When UK-based transparency organization, Global Witness, confronted Eni with the email exchanges it replied saying the organization misinterpreted the letters.
“We believe the interpretation in your letter is erroneous,” Eni said.
It added that it contracted a United States audit firm to investigate its involvement in the deal and nothing incriminating was found against it.
It however did not provide further details of the audit when Global Witness demanded for them.
Eni, however, did not respond to Global Witness’ questions, but in April 2015, it told Global Witness that: “We do not agree with the premise behind various public statements made by Global Witness about Shell companies in relation to OPL 245”.
On Tuesday, a British judge turned down request by Mr Etete for $85 million to be released to his fraudulent company, Malabu.
Justice Edis of the Southwark Crown Court ruled that he was not sure the administration of President Goodluck Jonathan acted in Nigeria’s interest when it approved the transfer of the money to Malabu.

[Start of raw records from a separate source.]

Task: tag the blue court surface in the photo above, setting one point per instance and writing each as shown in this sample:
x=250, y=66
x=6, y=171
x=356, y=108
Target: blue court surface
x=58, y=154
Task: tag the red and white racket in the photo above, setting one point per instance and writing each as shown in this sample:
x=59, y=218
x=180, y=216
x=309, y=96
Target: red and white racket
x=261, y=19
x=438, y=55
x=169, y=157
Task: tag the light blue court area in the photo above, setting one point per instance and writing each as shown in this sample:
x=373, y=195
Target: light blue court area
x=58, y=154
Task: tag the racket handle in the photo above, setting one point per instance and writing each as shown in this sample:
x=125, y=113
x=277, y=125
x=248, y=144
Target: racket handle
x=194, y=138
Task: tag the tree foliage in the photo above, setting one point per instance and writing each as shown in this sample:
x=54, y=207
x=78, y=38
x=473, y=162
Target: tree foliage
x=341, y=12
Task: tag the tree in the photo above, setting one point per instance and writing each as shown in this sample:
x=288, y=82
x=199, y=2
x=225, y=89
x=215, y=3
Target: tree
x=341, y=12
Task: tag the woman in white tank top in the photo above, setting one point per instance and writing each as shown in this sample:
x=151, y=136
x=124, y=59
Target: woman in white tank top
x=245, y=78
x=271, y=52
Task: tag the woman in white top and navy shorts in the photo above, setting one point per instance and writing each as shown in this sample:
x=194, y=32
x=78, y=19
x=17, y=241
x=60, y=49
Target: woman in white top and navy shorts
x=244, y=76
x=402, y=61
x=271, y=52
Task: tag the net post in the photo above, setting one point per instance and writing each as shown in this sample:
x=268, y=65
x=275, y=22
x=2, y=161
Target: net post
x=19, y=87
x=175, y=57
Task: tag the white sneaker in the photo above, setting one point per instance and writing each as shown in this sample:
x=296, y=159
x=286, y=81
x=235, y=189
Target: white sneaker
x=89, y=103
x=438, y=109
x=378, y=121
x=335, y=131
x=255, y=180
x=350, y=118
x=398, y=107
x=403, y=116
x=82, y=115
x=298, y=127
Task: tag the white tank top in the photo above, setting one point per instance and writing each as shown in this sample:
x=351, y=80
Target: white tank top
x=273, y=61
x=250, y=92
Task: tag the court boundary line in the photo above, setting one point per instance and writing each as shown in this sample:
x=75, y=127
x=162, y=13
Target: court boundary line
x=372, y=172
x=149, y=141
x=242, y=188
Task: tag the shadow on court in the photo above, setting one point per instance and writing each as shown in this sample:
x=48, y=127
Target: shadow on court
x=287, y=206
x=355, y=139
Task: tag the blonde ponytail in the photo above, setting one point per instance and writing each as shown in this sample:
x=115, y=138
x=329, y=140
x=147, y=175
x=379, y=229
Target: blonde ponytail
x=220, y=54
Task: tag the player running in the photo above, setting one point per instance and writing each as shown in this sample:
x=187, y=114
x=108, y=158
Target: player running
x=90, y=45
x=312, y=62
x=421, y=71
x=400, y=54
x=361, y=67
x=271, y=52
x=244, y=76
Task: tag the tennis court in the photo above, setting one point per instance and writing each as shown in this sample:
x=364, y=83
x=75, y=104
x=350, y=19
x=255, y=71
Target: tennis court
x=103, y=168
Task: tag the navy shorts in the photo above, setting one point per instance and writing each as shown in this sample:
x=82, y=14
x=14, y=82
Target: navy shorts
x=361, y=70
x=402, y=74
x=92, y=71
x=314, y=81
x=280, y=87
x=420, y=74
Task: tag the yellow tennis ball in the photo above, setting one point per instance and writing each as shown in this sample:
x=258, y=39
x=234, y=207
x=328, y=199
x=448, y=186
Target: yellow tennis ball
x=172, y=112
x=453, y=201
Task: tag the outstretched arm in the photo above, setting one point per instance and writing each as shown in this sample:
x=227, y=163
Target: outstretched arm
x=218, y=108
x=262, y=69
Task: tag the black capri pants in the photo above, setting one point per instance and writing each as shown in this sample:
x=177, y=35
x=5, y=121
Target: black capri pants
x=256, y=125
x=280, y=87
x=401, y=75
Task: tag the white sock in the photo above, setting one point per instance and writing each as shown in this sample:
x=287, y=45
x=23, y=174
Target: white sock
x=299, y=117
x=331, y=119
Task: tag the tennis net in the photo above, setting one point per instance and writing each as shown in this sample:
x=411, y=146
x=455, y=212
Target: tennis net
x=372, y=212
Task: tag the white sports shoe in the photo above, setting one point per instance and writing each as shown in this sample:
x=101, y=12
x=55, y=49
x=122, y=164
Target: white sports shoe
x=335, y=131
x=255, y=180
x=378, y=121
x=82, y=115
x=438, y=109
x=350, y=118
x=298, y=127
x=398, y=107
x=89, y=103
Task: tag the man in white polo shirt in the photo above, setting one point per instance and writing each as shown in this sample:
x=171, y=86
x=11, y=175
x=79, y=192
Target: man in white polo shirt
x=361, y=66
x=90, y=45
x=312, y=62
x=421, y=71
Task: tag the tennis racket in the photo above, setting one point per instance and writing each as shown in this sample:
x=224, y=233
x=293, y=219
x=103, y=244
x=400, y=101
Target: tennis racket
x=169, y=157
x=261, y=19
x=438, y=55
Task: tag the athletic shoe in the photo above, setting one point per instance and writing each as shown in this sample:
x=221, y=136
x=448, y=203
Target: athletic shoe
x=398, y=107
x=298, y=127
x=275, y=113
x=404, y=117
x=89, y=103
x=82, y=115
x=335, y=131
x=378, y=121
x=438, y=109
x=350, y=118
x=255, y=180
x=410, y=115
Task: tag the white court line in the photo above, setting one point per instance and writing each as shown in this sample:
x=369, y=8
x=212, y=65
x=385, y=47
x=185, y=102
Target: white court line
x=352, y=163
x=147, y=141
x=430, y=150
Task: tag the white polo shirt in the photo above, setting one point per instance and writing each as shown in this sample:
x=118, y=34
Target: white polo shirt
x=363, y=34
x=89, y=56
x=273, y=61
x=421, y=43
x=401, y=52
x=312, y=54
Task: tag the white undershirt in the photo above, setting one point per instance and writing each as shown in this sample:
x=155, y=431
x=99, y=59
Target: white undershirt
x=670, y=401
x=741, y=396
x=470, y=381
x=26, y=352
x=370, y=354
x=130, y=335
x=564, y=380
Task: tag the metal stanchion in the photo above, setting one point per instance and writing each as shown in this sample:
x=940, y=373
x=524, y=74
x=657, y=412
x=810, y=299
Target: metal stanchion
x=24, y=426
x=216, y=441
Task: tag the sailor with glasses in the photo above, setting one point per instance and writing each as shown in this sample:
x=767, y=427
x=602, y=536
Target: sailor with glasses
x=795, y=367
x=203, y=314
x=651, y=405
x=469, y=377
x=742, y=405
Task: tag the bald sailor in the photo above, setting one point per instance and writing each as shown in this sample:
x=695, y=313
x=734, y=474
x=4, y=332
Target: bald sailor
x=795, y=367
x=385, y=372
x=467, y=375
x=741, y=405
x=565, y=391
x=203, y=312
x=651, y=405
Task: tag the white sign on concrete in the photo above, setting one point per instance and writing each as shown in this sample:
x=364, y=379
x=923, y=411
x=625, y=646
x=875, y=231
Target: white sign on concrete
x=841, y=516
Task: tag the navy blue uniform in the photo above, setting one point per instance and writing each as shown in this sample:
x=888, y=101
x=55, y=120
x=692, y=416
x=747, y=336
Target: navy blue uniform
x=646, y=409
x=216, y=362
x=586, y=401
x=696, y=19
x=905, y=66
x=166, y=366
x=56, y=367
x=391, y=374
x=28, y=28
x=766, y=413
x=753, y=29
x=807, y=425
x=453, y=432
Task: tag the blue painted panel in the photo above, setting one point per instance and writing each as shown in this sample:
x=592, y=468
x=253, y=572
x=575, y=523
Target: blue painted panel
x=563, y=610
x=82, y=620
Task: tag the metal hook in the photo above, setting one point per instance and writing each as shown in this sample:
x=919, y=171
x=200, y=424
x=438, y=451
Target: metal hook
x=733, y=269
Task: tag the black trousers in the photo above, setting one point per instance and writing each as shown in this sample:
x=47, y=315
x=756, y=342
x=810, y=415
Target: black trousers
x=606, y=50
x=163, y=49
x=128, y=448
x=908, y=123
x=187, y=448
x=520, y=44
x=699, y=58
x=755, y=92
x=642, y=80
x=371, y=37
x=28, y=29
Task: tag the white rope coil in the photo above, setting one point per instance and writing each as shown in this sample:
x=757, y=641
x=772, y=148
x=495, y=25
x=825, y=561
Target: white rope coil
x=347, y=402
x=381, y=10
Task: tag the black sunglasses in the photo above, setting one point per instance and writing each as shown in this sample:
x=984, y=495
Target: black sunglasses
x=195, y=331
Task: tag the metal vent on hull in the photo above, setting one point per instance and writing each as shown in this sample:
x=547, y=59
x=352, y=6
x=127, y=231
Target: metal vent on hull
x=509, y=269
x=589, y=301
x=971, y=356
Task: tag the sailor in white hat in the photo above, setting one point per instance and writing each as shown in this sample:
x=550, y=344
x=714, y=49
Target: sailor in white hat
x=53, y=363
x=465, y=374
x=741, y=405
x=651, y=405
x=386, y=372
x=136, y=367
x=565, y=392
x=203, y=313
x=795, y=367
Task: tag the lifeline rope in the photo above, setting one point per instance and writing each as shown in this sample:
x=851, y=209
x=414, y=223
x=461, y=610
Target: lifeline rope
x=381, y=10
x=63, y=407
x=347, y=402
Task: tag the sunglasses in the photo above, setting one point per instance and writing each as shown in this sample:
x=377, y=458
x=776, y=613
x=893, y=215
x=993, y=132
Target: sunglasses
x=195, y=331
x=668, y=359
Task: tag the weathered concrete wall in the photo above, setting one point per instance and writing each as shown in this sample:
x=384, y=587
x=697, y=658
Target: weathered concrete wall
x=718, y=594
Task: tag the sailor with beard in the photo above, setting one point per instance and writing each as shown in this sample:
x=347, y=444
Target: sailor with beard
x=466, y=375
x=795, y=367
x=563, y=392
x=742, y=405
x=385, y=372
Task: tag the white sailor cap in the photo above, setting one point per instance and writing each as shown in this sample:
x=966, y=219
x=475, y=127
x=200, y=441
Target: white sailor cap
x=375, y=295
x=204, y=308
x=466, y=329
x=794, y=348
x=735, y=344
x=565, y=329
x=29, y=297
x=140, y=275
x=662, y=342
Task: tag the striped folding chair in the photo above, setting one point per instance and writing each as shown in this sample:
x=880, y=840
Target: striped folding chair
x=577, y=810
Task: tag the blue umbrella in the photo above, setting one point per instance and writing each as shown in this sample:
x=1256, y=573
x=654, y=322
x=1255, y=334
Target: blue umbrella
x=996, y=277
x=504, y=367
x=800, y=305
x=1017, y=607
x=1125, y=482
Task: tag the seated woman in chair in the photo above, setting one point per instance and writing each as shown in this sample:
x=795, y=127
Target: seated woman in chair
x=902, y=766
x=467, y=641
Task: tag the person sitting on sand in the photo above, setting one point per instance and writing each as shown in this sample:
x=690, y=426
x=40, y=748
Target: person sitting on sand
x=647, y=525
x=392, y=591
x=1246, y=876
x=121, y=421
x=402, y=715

“I cannot simply assume that the FGN, which was in power in 2011 and subsequently until 2015, rigorously defended the public interest of the people of Nigeria in all respects,” the judge ruled.
The judge also suggested that former President Goodluck Jonathan was beneficiary of the slush funds and was the person Italian investigators referred to by the code name “Fortunato”.
“The suggestion from the wiretaps is that “Fortunato” was implicated and I am told that this was a reference in code (not subtle) to the former president of Nigeria, President Goodluck Jonathan,” the judge said.
Fortunato is an Italian word that means “luck”, “lucky” or “good luck”.
Calls for government to cancel the deal and prosecute culprits
The director of Global Witness, Simon Taylor, said, “We now know beyond all possible doubt or denial that Shell and Eni knew exactly where their payment was going.
“It’s high time they stopped trying to mislead the public and investors about their role in this dirty deal, which deprived Nigeria’s citizens of over $1.1bn.
“To put that into context, $1.1 billion is equivalent to 80% of Nigeria’s health care budget for 2015.”
A Nigerian anti-corruption campaigner, Dotun Oloko, said “the Nigerian government needs to demonstrate to Nigerians and the wider public that it can and will rigorously defend Nigeria’s public interest by cancelling this contract and prosecuting all found culpable of wrongdoing.”
Nicholas Hildyard of The Corner House argued that “this evidence shows that high level executives in Shell personally took part in the creation, negotiation, and execution of this corrupt deal.
“It is now a matter of urgency that the judicial authorities in the UK, the US, the Netherlands and Nigeria, join forces with the Italian investigation into Eni, and properly investigate the role of Shell and its senior executives in this deal.”
Antonio Tricarico of Re:Common said: “Given the gathering pace of investigations into this deal and a call by the Nigerian House of Representatives to cancel the deal in 2014, investors in Shell and Eni, including the Italian public should demand to know why they were exposed to such risk.”